[Spambayes] Problems with unheader.py
Greg Ward
gward@python.net
Tue, 24 Sep 2002 21:44:12 -0400
I've been playing around with unheader.py -- it looks like it's just the
ticket for cleaning up some of the spam I've gathered. Apart from
adding Maildir support to it, I think I've found some bugs:
1) if it tries to read from stdin, it crashes with:
[...]
File "/scratch/src/spambayes/unheader.py", line 68, in process_mailbox
for msg in mailbox.PortableUnixMailbox(f, Parser().parse):
File "/www/plat/python2.2.1/lib/python2.2/mailbox.py", line 23, in next
self.fp.seek(self.seekp)
IOError: [Errno 29] Illegal seek
2) deSA() removes the first and last line of the body
3) deSA() crashes on MIME messages -- assumes the result of
get_payload() is a string
#1 is easy to fix -- just remove the ability to read from stdin. Anyone
care? It'll make my patch to add Maildir simpler.

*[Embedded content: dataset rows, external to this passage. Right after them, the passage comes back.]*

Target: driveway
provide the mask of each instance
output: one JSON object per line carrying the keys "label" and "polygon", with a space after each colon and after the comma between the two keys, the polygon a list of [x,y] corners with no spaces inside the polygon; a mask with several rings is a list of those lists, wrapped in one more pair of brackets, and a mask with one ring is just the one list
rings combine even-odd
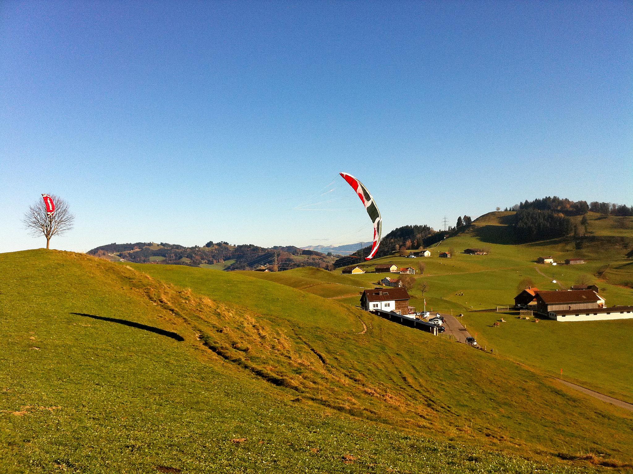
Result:
{"label": "driveway", "polygon": [[[435,315],[436,313],[432,313],[432,314]],[[466,331],[466,328],[461,325],[460,320],[449,314],[444,314],[443,313],[440,313],[440,314],[444,317],[444,327],[446,328],[444,334],[451,334],[455,336],[458,342],[465,343],[466,338],[470,337],[470,334]]]}

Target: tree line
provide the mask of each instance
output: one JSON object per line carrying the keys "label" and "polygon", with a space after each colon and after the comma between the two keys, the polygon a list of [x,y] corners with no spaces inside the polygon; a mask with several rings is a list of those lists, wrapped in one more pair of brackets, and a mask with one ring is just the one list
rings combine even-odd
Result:
{"label": "tree line", "polygon": [[525,200],[524,202],[506,207],[507,210],[521,210],[523,209],[537,209],[538,210],[558,211],[566,216],[582,216],[589,211],[598,212],[603,216],[633,216],[633,206],[617,204],[611,202],[598,202],[593,201],[587,204],[587,201],[572,201],[558,196],[535,199],[533,201]]}

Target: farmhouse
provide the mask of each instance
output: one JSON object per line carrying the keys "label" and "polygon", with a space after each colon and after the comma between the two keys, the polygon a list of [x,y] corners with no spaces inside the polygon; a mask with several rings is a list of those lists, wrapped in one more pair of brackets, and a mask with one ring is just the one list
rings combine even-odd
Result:
{"label": "farmhouse", "polygon": [[599,293],[600,291],[596,285],[574,285],[570,289],[591,289],[592,291],[595,291],[596,293]]}
{"label": "farmhouse", "polygon": [[469,255],[487,255],[488,252],[483,248],[467,248],[464,250],[464,253],[468,253]]}
{"label": "farmhouse", "polygon": [[365,273],[365,270],[360,267],[346,267],[343,269],[343,271],[341,272],[341,273],[357,275],[361,273]]}
{"label": "farmhouse", "polygon": [[398,314],[413,314],[415,308],[409,307],[406,288],[375,288],[366,289],[360,297],[360,305],[368,311],[393,311]]}
{"label": "farmhouse", "polygon": [[538,288],[525,288],[515,296],[515,306],[518,308],[535,306],[536,305],[536,293],[538,291]]}
{"label": "farmhouse", "polygon": [[591,289],[536,293],[536,310],[544,315],[558,311],[597,309],[604,306],[604,299]]}
{"label": "farmhouse", "polygon": [[398,273],[399,269],[396,265],[377,265],[374,271],[376,273]]}
{"label": "farmhouse", "polygon": [[555,311],[548,315],[557,321],[599,321],[633,318],[633,306],[612,306],[592,310]]}
{"label": "farmhouse", "polygon": [[415,257],[430,257],[431,252],[430,250],[420,250],[419,252],[412,252],[410,255],[413,255]]}
{"label": "farmhouse", "polygon": [[385,286],[393,286],[395,288],[399,288],[400,281],[396,280],[393,278],[389,278],[389,277],[385,277],[382,280],[380,280],[380,284],[384,285]]}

#2 is *probably* an easy/silly bug, but I haven't looked into it yet.
#3 makes it look like no one has used this code (the attempt to remove
SA's "SPAM: " lines in particular) on a real spam corpus. Really?
Greg
--
Greg Ward <gward@python.net> http://www.gerg.ca/
Just because you're paranoid doesn't mean they *aren't* out to get you.